I want to replace all strings that contain a specific substring. So for example if I have this dataframe:
import pandas as pd df = pd.DataFrame({'name': ['Bob', 'Jane', 'Alice'], 'sport': ['tennis', 'football', 'basketball']})
I could replace football with the string 'ball sport' like this:
df.replace({'sport': {'football': 'ball sport'}})
What I want though is to replace everything that contains ball
(in this case football
and basketball
) with 'ball sport'. Something like this:
df.replace({'sport': {'[strings that contain ball]': 'ball sport'}})
You can replace substring of pandas DataFrame column by using DataFrame. replace() method. This method by default finds the exact sting match and replaces it with the specified value. Use regex=True to replace substring.
The easiest way to replace all occurrences of a given substring in a string is to use the replace() function.
Using “contains” to Find a Substring in a Pandas DataFrame The contains method returns boolean values for the Series with True for if the original Series value contains the substring and False if not. A basic application of contains should look like Series. str. contains("substring") .

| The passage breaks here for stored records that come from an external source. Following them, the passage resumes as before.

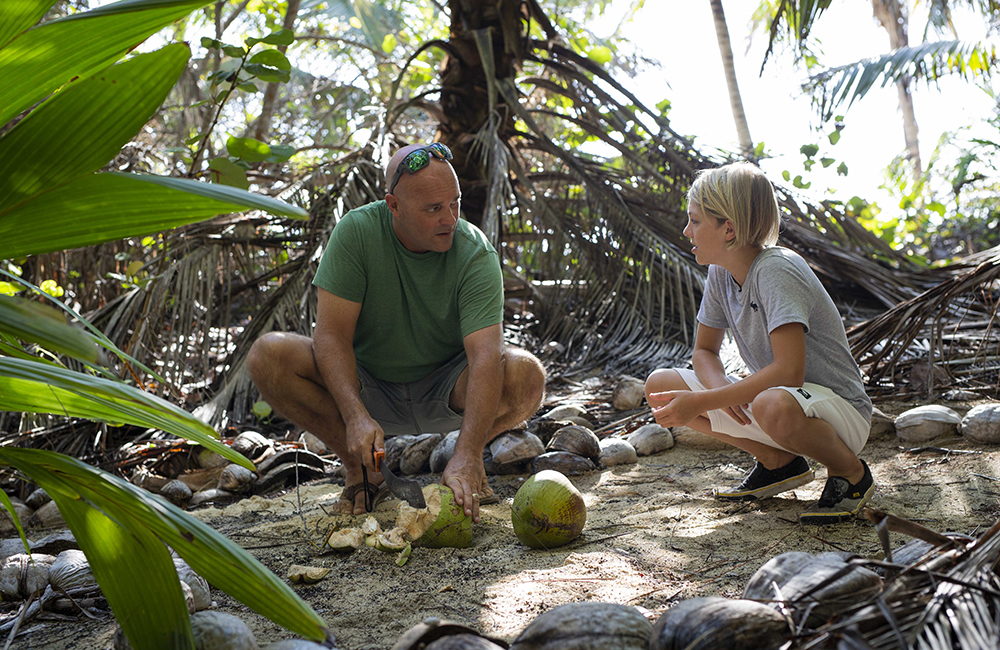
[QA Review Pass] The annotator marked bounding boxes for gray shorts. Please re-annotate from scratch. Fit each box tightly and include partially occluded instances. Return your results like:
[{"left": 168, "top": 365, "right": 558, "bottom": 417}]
[{"left": 358, "top": 351, "right": 469, "bottom": 437}]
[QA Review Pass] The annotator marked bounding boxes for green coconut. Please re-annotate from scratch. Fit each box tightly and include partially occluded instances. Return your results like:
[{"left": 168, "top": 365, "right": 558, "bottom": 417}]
[
  {"left": 510, "top": 469, "right": 587, "bottom": 548},
  {"left": 396, "top": 483, "right": 472, "bottom": 548}
]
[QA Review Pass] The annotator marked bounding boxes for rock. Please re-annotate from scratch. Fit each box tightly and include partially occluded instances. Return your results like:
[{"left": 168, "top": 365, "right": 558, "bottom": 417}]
[
  {"left": 611, "top": 375, "right": 646, "bottom": 411},
  {"left": 232, "top": 429, "right": 274, "bottom": 460},
  {"left": 299, "top": 431, "right": 330, "bottom": 456},
  {"left": 0, "top": 553, "right": 56, "bottom": 601},
  {"left": 399, "top": 433, "right": 444, "bottom": 475},
  {"left": 649, "top": 596, "right": 791, "bottom": 650},
  {"left": 545, "top": 424, "right": 601, "bottom": 461},
  {"left": 743, "top": 551, "right": 882, "bottom": 625},
  {"left": 430, "top": 431, "right": 459, "bottom": 474},
  {"left": 160, "top": 479, "right": 194, "bottom": 506},
  {"left": 24, "top": 488, "right": 52, "bottom": 510},
  {"left": 191, "top": 611, "right": 257, "bottom": 650},
  {"left": 962, "top": 403, "right": 1000, "bottom": 444},
  {"left": 28, "top": 501, "right": 66, "bottom": 528},
  {"left": 49, "top": 549, "right": 97, "bottom": 591},
  {"left": 896, "top": 404, "right": 962, "bottom": 442},
  {"left": 383, "top": 435, "right": 417, "bottom": 472},
  {"left": 627, "top": 423, "right": 674, "bottom": 456},
  {"left": 490, "top": 431, "right": 545, "bottom": 468},
  {"left": 510, "top": 602, "right": 652, "bottom": 650},
  {"left": 600, "top": 438, "right": 639, "bottom": 467},
  {"left": 174, "top": 557, "right": 212, "bottom": 612},
  {"left": 529, "top": 451, "right": 597, "bottom": 476},
  {"left": 542, "top": 404, "right": 587, "bottom": 420},
  {"left": 868, "top": 408, "right": 896, "bottom": 440},
  {"left": 217, "top": 460, "right": 257, "bottom": 494}
]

Pandas replace multiple values in column replace. By using DataFrame. replace() method we will replace multiple values with multiple new strings or text for an individual DataFrame column.
You can use str.contains
to mask the rows that contain 'ball' and then overwrite with the new value:
In [71]: df.loc[df['sport'].str.contains('ball'), 'sport'] = 'ball sport' df Out[71]: name sport 0 Bob tennis 1 Jane ball sport 2 Alice ball sport
To make it case-insensitive pass `case=False:
df.loc[df['sport'].str.contains('ball', case=False), 'sport'] = 'ball sport'
You can use apply
with a lambda. The x
parameter of the lambda function will be each value in the 'sport' column:
df.sport = df.sport.apply(lambda x: 'ball sport' if 'ball' in x else x)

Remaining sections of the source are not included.